Frankreich hat die erste von zwei Wahlrunden hinter sich gebracht, um seinen ungeliebten Präsidenten François Hollande abzulösen. Wir haben uns direkt nach der ersten Hochrechnung auf den Weg gemacht und im Herzen Dijons ein paar junge Stimmen abseits der Aufmerksamkeitshochburg Paris eingefangen.
Wer das nicht mitbekommen hat, muss die letzten Wochen in einer Höhle verbracht haben: Gestern Abend hat Frankreich die erste von zwei Wahlrunden hinter sich gebracht, um seinen ungeliebten Präsidenten François Hollande abzulösen. Neben vielen kleinen Kandidaten standen dabei die zwei Kandidaten der alteingesessenen Parteien, der erzkonservative François Fillon von den Républicains und Linksaußen Benoît Hamon der Parti Socialiste, zwei parteilosen Kandidaten gegenüber: Sowohl der Linkspopulist Jean-Luc Mélenchon (La France Insoumise) wie Zentrist Emmanuel Macron (En Marche) stützen sich auf ihre neu gegründeten „Bewegungen“ ohne traditionelle Parteibindung. Und mit der Rechtsextremen Marine Le Pen vom Front National war natürlich auch das allgegenwärtige Schreckgespenst dieser Wahl mit von der Partie.

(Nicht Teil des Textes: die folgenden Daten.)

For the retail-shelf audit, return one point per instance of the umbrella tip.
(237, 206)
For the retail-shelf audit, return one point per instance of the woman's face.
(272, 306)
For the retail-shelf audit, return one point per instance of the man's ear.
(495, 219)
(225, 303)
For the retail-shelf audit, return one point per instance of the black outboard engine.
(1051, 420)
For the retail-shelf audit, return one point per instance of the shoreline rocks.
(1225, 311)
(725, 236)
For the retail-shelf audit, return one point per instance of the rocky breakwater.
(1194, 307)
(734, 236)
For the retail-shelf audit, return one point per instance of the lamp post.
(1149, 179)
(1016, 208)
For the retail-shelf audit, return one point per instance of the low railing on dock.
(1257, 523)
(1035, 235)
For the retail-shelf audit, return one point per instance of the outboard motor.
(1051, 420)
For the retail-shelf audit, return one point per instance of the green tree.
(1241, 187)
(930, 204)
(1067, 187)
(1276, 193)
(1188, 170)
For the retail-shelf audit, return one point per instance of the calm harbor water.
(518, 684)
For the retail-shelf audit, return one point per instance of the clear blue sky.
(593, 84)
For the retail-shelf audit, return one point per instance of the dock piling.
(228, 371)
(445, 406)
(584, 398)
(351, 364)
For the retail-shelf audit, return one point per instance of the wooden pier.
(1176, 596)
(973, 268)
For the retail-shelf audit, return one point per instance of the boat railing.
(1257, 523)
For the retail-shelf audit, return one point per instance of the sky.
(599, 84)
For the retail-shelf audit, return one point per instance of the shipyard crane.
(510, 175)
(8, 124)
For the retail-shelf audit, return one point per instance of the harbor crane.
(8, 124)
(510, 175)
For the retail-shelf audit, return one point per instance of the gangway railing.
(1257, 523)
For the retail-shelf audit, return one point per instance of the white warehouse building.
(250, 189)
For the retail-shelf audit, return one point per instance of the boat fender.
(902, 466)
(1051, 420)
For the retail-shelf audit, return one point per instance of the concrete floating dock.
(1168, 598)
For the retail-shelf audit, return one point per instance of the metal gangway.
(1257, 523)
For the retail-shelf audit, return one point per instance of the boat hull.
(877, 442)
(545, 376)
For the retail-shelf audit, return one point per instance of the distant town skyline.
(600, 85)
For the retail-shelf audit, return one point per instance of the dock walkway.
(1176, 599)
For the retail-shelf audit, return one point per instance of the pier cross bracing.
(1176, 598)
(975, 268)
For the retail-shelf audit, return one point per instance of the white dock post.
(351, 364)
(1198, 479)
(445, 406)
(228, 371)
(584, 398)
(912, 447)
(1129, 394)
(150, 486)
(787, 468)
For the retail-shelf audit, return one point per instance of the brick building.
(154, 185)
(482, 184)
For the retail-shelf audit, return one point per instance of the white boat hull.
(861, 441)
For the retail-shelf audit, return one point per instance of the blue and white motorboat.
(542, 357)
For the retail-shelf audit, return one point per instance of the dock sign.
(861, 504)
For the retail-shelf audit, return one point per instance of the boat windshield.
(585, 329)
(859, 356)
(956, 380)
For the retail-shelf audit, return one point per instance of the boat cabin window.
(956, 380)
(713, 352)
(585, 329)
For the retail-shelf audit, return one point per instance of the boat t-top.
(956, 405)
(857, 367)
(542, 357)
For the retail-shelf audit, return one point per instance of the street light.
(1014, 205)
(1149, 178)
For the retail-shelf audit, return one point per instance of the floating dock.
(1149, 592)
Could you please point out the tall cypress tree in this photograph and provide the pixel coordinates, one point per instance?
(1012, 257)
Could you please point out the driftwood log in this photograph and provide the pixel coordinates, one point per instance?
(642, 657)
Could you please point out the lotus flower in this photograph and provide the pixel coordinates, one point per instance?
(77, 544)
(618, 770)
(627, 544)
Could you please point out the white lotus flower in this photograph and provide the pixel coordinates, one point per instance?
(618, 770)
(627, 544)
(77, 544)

Die Umfragen machten es dabei bis zuletzt spannend, kreisten doch Fillon, Le Pen, Macron und Mélenchon alle um die zwanzig Prozent. Da konnten wir vom ruprecht euch natürlich nicht hängen lassen: Frei nach dem Motto ‚leben wie Gott im Burgund‘ haben wir uns, bewehrt mit einem Gläschen Wein, aufgemacht, den jungen Kneipengängern auf den Zahn zu fühlen. In vino veritas!
Julien, 26, hat sich bei der Wahl enthalten:
Wie kam es zu deinem „vote blanc“?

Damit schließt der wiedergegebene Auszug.